In an interview with PTI, the Manipuri trailblazer reflected at her world championship journey from 2001 in the USA, where she won a silver, to the one that ended on Saturday amid adoring home fans — the atmosphere alone leaving her in tears.
“In 2001, I was young, inexperienced, in fact I would say I had no skill. I was only relying on strength and stamina to pull through. Just following my instincts at that time,” she said.
“But in 2018, I had the experience to ensure that I didn’t exert myself unnecessarily. I don’t want to get hit anymore, I like to win bouts without getting struck and this is what I largely managed to do this time. No wasting of efforts. I have become calculative,” she added.
It wasn’t the first time that she won a world gold on home turf, that was back in 2006, Delhi being the venue then too. But that gold was not followed by tears. On the contrary, a wide grin didn’t leave her face all through the celebrations of what was her third world title at that time.
“I can put it down to the hype and pressure may be. At that time, women’s boxing was not that well known. People came but it wasn’t the same buzz. This time, I saw people in the stands chanting just my name and it overwhelmed me,” she said.
“There was this huge buzz and on the final day, it completely overpowered me, emotionally. That’s why I broke down, I couldn’t help it,” she explained.
So does that make it the most special of her six world titles? “Certainly among the most special medals of my career. But I can’t put a finger on which one matters more to me because each one of them has come after a lot of hard work,” she said.
“This was also among the toughest for me because there were huge expectations. I competed at the Commonwealth Games (48kg category) and got a gold this year. Because of that there was huge pressure for the world championship as well,” she said.
Speaking of tough, Mary Kom has been juggling between two weight categories ever since 51kg became an Olympic weight and 48kg was left out of the showpiece event. So, while her world titles are all in her “favourite” 48kg category, an Olympic bronze in 2012 came in 51kg.
If she has to compete in the 2020 Tokyo Olympics, which she intends to do, Mary Kom will have to again bulk up a bit for the qualifiers scheduled next year. “It’s not easy for me to juggle like this. I am also human and obviously it plays on my mind…obviously it is something that has consequences, I too suffer but I will try my best,” she said.

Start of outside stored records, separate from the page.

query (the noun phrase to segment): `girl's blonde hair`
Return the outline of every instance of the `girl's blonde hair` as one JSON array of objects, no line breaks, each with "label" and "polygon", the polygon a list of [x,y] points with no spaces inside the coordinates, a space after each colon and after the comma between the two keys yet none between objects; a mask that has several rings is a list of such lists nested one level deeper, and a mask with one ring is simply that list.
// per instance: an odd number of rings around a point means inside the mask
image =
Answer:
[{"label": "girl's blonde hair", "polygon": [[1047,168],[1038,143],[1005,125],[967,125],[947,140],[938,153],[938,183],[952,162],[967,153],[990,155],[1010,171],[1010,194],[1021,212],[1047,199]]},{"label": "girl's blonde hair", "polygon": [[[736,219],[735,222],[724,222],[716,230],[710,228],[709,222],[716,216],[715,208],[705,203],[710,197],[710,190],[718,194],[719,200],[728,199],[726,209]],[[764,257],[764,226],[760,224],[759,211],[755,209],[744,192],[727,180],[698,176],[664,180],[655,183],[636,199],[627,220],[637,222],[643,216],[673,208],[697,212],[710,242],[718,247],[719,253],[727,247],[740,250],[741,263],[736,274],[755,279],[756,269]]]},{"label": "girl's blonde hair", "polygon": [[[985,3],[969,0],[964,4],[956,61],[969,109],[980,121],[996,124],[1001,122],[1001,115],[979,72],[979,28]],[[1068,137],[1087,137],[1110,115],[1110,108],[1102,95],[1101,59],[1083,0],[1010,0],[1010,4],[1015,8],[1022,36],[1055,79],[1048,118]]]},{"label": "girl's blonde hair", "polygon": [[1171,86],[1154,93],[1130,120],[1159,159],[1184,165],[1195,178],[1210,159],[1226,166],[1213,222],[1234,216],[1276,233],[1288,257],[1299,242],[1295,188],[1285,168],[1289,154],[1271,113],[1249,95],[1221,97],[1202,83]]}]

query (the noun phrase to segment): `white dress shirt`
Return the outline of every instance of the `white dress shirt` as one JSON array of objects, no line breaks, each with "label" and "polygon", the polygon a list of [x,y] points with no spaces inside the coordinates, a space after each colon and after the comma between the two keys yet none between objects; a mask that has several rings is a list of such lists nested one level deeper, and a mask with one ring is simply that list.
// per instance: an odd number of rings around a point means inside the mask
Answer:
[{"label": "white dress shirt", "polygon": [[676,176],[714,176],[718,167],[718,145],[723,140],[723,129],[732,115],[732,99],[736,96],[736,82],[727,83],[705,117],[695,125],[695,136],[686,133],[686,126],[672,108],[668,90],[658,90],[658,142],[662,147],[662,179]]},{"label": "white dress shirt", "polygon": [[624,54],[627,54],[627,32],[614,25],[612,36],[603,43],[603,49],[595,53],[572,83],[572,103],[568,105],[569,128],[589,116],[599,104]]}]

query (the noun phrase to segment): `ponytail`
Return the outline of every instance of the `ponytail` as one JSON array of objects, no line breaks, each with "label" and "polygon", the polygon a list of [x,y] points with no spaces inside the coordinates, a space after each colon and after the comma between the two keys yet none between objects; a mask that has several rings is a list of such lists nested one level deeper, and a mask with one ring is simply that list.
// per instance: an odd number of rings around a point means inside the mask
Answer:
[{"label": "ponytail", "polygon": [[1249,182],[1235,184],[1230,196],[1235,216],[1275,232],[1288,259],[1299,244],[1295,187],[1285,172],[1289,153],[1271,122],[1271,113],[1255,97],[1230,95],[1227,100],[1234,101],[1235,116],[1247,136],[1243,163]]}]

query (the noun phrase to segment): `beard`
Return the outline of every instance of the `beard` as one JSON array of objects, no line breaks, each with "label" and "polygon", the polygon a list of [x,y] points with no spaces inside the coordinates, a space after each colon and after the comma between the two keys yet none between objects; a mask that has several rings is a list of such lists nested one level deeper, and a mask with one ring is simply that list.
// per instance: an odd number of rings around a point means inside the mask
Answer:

She calls it hard but Mary Kom’s results through many years make it look all very simple for her. If just 2018 is taken into account, Mary Kom started with a gold at India Open in January, fetched a silver in a strong field of European boxers in a Bulgarian tournament in February, followed by the CWG gold in April and a gold at a Polish tournament in October.
And then came the icing on the cake, a record sixth world title and the best boxer trophy to go with it. The world medal count also tied her with men’s Cuban legend Felix Savon in the overall championship standings.
“To be the first woman boxer to achieve all that I have achieved, I am quite pleased with how I have done. Everyone has dreams, I am no different and I am glad that I am able to live my dreams,” the seemingly ageless powerhouse concluded.